Friday, February 2, 2018

FANCY HANDKERCHIEFS

       The Micro Manager is of an age when women who traveled sent little gifts to their friends. A popular gift was a fancy handkerchief! Anybody remember these?

       These handkerchiefs were of a fancy design and may have had decorative stitching in places. Many times they had the name of the place the person was visiting along with a picture in the cloth. The were sold singly or in packages of four or whatever. The handkerchiefs were folded so that the four fit in a package making four triangles. The package could also be fancy with lettering and photos or maybe a painting that had been reproduced.

      Well,   there happens to have been   50 -60 of these fancy handkerchiefs in my  house. I had no idea these things existed let alone were in my house.

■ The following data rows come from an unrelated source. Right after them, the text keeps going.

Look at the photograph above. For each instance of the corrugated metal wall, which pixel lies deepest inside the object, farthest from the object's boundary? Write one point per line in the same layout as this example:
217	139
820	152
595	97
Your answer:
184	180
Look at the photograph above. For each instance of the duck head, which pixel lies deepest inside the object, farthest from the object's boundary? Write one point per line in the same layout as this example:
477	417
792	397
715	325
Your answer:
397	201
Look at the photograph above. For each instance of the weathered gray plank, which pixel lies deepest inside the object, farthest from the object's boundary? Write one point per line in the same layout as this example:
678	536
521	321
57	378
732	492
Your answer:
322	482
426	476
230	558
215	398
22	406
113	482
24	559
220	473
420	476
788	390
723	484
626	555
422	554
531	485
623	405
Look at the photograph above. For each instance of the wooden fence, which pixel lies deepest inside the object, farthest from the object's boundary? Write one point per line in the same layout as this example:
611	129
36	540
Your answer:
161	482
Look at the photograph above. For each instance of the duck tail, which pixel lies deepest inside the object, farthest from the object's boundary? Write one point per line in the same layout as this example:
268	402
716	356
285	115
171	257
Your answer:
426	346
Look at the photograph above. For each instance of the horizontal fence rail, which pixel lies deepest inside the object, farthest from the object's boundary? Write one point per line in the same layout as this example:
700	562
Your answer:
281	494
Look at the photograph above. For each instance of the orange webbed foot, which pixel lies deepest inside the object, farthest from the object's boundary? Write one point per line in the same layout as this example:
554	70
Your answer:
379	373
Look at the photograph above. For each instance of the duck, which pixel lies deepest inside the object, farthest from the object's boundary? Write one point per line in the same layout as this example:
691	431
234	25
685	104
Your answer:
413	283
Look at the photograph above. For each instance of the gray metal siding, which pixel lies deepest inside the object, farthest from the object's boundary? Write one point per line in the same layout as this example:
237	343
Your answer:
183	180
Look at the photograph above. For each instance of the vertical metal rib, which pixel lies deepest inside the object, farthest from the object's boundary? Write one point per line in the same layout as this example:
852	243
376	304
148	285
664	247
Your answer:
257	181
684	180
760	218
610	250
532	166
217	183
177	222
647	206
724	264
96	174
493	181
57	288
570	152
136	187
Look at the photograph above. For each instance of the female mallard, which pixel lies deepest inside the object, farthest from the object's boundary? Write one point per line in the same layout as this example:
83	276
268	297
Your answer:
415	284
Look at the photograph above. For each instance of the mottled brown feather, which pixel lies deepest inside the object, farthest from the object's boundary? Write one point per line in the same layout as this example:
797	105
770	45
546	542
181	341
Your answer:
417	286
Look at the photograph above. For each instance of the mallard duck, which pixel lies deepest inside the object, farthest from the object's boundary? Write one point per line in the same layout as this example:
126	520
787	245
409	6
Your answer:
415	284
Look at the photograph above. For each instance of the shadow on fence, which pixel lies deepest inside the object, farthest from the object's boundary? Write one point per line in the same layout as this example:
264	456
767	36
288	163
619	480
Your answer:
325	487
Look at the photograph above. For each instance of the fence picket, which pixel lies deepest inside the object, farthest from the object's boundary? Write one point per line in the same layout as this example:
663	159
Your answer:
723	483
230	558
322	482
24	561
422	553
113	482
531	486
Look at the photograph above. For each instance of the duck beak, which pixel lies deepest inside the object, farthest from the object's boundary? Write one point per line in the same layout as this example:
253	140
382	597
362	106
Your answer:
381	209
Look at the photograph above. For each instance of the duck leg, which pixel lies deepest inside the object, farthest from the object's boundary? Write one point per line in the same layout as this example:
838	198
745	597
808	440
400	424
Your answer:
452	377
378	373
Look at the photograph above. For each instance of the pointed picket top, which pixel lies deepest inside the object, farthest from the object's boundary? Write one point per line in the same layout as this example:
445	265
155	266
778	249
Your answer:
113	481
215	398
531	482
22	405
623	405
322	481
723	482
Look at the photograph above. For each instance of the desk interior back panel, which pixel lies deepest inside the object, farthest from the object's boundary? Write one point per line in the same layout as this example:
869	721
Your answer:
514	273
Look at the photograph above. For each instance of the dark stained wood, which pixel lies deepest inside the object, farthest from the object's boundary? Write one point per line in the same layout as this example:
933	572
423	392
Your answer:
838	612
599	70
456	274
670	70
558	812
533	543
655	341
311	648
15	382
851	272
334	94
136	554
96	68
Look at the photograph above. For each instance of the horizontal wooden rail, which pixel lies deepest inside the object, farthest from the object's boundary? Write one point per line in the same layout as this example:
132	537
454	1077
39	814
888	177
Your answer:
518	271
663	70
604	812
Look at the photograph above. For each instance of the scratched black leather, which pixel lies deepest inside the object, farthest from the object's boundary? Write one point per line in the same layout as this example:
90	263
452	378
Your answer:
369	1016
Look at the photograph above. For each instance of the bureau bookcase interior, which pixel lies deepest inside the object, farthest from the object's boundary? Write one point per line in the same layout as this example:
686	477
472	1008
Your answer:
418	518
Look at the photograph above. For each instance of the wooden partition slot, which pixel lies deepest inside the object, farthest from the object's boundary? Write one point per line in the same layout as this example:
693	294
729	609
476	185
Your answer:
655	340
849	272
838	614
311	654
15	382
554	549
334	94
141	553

     Now the Micro Manager and I have been attempting to downsize for ten or fifteen years so the handkerchiefs came on the block for disposal.

     Surprise! Surprise! These things are worth some money if you haven't wiped your nose with them.  Check out eBay. One business bought about ten of them and paid money for them. That left 40- 50 in the house. The micro Manger found out that certain groups would take the handkerchiefs and give you a charitable receipt. All you had to do was present a price that was being paid on eBay. Go to eBay and have a look and you will find many of these handkerchiefs offered for sale. They are worth more if in the original package. If the original package is in good condition...more money. If the package hasn't been opened ...more money.  As it happened the local college took the handkerchiefs for their Drama and Fine Arts program.

    Now I don't remember seeing these fancy handkerchiefs in the house. How the Micro Manager got these in the house , I'll never know.

    As of today, all the fancy handkerchiefs are gone from this house.